S’il souhaitait vraiment faire avancer l’action climatique, ce Président si omnipotent aurait dû lancer trois chantiers majeurs (*), constituant un socle incontournable pour la mise en œuvre des recettes qui seront proposées par la Convention citoyenne.
- Le renoncement à l’obsession de la réduction du déficit public. Porter simplement le déficit de 2,2% (inscrit pour 2020) à 3% (le plafond imposé par Bruxelles), c’est récupérer 20 milliards d’euros annuels, soit précisément le montant manquant aux investissements publics en faveur d’une transition écologique solidaire, tel qu’estimé par Nicolas Hulot lors de son départ du gouvernement. Bien loin d’une telle hypothèse, le budget 2020, dont les arbitrages viennent d’être dévoilés, va complètement à l’encontre de la question posée à la Convention : réduction des dépenses de l’écologie, de la santé et de la solidarité sociale au profit de l’armée et de la sécurité.
- L’inversion de la politique d’aménagement du territoire des décennies passées pour la rendre compatible avec l’urgence climatique et sociale. C’est à dire en finir avec l’étalement urbain dévoreur d’espace, la concentration des hyper-commerces en périurbain, la fermeture des services publics ruraux et l’urbanisation anarchique du littoral. Toute cette « lame de fond » génératrice de mobilité individuelle forcée, de gaspillage énergétique, de sentiment d’abandon et d’injustice sociale, de vulnérabilité aux risques naturels.
- Une action pédagogique auprès des citoyens en ayant à cœur de :
- montrer que la question du climat, loin d’être sectorielle et purement environnementale est intrinsèquement liée aux grandes questions sociales nationales (précarité énergétique, injustice sociale, etc.) et aux grands défis qui s’imposent aux pays en développement (migrants, réfugiés, autosuffisance alimentaire, santé, tourisme) :
- montrer que l’écologie n’est pas punitive et que les bénéfices potentiels existent au plan du sens et de la qualité de vie, au plan des valeurs de responsabilité et de solidarité. Rappelons que selon un récent sondage, 72% des citoyens considèrent que notre modèle économique actuel n’est pas compatible avec la préservation de l’environnement : les conditions sont donc de plus en plus favorables à une telle pédagogie.

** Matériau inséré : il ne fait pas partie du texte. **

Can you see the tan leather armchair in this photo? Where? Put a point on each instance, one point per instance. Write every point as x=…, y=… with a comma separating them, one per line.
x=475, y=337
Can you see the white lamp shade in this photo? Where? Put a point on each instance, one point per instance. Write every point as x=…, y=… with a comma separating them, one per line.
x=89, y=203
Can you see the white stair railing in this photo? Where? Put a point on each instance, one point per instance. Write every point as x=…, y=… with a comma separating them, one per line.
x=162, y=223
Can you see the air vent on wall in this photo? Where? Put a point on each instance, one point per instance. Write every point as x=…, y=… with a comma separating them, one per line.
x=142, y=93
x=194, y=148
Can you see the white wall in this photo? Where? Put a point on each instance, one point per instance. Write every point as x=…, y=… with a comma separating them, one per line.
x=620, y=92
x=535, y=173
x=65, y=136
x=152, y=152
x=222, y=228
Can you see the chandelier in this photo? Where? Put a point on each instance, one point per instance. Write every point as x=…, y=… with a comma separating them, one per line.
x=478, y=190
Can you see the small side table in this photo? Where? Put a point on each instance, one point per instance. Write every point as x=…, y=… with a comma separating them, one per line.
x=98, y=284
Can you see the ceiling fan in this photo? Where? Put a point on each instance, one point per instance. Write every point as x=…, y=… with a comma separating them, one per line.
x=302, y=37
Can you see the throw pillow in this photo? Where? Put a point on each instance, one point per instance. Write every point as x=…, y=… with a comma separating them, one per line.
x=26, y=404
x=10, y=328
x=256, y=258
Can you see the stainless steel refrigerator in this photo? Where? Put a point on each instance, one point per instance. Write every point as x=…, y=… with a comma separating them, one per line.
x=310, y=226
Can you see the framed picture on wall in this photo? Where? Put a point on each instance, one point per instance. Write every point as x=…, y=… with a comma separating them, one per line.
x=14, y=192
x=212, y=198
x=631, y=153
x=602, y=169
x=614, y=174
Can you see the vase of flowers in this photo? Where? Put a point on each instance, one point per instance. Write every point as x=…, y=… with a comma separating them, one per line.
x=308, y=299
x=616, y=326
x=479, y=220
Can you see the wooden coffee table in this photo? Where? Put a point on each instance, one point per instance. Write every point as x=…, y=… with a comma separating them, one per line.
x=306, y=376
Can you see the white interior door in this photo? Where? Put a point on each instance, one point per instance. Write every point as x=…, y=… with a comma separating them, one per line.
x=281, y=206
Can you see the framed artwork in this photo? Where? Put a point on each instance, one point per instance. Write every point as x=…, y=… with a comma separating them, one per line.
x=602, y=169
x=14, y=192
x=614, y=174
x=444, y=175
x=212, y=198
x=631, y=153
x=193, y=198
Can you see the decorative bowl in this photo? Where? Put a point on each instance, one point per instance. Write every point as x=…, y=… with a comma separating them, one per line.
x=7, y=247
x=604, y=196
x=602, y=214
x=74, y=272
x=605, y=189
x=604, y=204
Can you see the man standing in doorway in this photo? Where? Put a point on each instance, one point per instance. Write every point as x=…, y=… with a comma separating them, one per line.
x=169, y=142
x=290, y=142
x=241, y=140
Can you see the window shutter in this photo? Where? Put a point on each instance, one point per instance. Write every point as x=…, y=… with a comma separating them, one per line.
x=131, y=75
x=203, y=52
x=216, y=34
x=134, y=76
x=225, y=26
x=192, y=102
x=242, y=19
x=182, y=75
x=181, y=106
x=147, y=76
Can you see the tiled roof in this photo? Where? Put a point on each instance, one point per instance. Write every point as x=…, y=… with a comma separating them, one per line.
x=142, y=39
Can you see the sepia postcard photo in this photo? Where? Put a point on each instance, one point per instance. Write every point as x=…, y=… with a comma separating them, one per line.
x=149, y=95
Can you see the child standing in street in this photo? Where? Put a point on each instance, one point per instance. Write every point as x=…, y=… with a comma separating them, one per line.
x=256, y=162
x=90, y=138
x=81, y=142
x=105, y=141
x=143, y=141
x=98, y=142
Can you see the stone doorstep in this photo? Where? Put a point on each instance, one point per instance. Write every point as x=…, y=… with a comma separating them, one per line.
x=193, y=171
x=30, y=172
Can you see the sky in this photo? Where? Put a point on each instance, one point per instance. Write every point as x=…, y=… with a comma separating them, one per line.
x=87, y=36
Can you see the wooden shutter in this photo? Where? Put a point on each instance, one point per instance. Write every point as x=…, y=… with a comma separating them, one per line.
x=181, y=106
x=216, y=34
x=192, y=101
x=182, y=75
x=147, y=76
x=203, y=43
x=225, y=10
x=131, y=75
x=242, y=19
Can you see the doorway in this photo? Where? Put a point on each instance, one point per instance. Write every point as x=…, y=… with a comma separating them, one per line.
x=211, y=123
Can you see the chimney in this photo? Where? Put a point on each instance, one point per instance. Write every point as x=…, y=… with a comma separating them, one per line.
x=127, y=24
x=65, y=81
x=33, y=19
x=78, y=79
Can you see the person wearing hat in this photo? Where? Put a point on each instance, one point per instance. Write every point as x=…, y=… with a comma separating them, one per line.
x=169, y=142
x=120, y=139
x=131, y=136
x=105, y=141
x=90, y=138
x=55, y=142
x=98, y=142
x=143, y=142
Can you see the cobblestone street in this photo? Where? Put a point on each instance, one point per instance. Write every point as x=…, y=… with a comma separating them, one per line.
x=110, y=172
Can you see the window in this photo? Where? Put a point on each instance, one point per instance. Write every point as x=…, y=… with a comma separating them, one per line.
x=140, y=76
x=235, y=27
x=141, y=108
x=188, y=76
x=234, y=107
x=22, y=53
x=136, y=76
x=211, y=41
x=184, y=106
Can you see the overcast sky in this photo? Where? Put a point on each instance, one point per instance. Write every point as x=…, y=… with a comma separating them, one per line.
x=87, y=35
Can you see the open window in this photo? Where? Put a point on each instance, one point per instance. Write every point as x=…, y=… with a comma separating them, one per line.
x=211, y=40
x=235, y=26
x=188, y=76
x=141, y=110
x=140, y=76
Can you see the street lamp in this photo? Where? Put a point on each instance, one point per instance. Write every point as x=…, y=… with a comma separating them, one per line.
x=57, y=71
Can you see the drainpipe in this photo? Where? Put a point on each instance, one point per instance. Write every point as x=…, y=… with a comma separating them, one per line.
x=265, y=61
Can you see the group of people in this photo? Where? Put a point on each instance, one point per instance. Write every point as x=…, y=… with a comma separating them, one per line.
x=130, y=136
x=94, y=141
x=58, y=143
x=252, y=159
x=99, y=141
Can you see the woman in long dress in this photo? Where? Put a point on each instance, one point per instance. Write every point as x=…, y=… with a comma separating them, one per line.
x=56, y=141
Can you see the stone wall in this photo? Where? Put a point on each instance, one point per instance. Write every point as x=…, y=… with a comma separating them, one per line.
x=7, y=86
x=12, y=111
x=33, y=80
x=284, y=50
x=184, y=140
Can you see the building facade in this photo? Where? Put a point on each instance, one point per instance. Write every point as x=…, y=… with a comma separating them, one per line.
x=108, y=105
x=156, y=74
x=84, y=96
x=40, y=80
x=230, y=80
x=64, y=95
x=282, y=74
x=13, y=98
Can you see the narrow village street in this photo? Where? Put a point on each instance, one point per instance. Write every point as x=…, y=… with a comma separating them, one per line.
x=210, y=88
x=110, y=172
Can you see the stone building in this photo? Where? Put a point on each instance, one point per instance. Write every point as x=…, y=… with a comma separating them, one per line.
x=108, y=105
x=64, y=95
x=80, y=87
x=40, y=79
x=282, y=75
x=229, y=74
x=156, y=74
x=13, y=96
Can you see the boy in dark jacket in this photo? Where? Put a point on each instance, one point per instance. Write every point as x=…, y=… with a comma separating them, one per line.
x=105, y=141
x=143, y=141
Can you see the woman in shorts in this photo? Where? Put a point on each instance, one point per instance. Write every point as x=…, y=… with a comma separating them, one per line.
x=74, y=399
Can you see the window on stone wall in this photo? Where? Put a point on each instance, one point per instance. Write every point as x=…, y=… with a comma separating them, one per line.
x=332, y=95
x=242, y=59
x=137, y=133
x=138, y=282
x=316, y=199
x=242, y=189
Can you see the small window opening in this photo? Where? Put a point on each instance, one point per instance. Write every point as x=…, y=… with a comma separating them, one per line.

C’est à ce troisième chantier que la nouvelle organisation coopérative issue du réseau coopératif EELV pourrait s’avérer utile : ses adhérentˑes se rangeraient parmi les formateurs à l’écologie théorique et pratique, mais aussi parmi les « passeurs », les transmetteurs d’un autre mode de vie, en diffusant l’ensemble des initiatives social-écologiques ainsi que les « petits gestes écolos » quotidiens.
Il y a fort à parier que ces trois chantiers recueilleraient aujourd’hui un large consensus démocratique.
Patrick Salez
Coopérateur EELV
Poitou-Charentes
(*) Nous ne parlons ici que des chantiers relevant directement de la puissance publique, laissant de côté ceux consistant à orienter les investissements des entreprises vers la décarbonation de l’économie et à cibler les soutiens bancaires sur les financements verts. Lesquels chantiers se heurtent assez systématiquement à la recherche des profits à court terme même si une forme de légitimation par le comportement vertueux se fait lentement jour.